Like most business owners, you always look for ways to improve your bottom line.

One way to do that is by working with a company that provides collaborative accounts receivable services. In addition, automating your invoicing into AP portals can save you time and money while accelerating your invoicing process to improve cash flow.

Believe it or not, invoice automation can do just that.

Below, we’ll explore the benefits of accounts receivable (AR) automation and how it can help your business run smoother. Keep reading to learn more about collaborative accounts receivable services and how they can benefit your business.

What are the three classifications of receivables?

Accounts receivable is money that’s owed to a company by its customers for goods or services that have been delivered or used but not yet paid for. In other words, it’s credit issued by a company to a customer. Accounts receivable are classified as a current asset on a company’s balance sheet because the receivables are typically due within one year.

There are three primary classifications of receivables: operating, financial and derivatives.

  • Operating receivables: Generated from the day-to-day operations and include accounts receivable, inventory and deferred revenue.
  • Financial receivables: Created when a business lends or borrows money, including loans, bonds and notes payable.
  • Derivative receivables: Generated through financial instruments, such as options and futures contracts.

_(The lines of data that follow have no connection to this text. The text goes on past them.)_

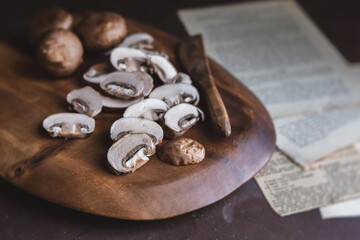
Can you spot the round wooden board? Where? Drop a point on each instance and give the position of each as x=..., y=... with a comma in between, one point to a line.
x=73, y=172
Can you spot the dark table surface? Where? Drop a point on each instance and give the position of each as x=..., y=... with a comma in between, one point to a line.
x=244, y=214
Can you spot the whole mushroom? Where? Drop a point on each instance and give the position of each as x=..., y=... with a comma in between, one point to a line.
x=46, y=20
x=182, y=151
x=60, y=52
x=101, y=31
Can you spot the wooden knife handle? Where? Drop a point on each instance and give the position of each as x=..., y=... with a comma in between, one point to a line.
x=218, y=113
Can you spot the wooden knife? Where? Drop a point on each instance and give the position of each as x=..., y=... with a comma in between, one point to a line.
x=193, y=57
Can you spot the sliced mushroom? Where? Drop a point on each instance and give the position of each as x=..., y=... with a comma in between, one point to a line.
x=123, y=85
x=181, y=118
x=116, y=103
x=128, y=59
x=174, y=94
x=98, y=72
x=130, y=153
x=128, y=125
x=150, y=108
x=148, y=83
x=138, y=41
x=85, y=100
x=69, y=125
x=162, y=67
x=154, y=53
x=181, y=78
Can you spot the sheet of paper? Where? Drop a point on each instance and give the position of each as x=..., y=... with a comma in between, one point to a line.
x=311, y=137
x=350, y=208
x=289, y=189
x=277, y=52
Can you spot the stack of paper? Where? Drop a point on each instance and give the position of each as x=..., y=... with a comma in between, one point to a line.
x=307, y=87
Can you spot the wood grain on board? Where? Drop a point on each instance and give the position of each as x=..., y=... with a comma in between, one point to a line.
x=72, y=173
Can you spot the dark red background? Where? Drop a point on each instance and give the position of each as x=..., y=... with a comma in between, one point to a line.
x=244, y=214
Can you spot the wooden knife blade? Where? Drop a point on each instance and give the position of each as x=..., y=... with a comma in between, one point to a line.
x=193, y=57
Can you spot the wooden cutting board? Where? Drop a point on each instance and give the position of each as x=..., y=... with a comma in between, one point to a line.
x=72, y=173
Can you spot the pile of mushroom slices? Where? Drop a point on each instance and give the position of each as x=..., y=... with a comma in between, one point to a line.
x=126, y=82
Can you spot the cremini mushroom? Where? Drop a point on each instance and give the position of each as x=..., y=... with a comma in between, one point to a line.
x=181, y=78
x=162, y=67
x=128, y=59
x=101, y=31
x=150, y=108
x=115, y=103
x=98, y=72
x=181, y=152
x=148, y=83
x=60, y=52
x=138, y=41
x=127, y=125
x=69, y=125
x=123, y=85
x=85, y=100
x=181, y=118
x=130, y=153
x=174, y=94
x=46, y=20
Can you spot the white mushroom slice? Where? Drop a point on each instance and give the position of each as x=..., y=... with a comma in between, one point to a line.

Each receivable has unique characteristics and risks that you must manage to maximize value for the business. This is why it’s important to consider modernizing your AR.

What happens when services are rendered on account?

Regardless of your line of business, if you don’t require total payment upfront for the work you do, you’re likely offering your services on account.

But what does that mean, exactly? 

When you offer services on account, you’re essentially giving your client a line of credit. They receive the services now and agree to pay for them later, usually within 30 days. This arrangement is beneficial for both parties involved. For the client, they get to receive the services right away without having to pay for them upfront. And for the service provider, they get paid (hopefully) within a month.

Note: Depending on the terms of the agreement, you may also charge interest on the outstanding balance.

Rendering services on account can be a great way to generate revenue and build a better customer experience and relationship. Still, it’s essential to ensure you’re getting paid promptly. Otherwise, you could end up having to write off the debt as bad debt, which can damage your business’s bottom line.

When offering services on account, the main thing to remember is that you must keep track of who owes you money and when those payments are due. That way, you can follow up with clients who haven’t yet paid their invoices and avoid any awkward conversations down the road.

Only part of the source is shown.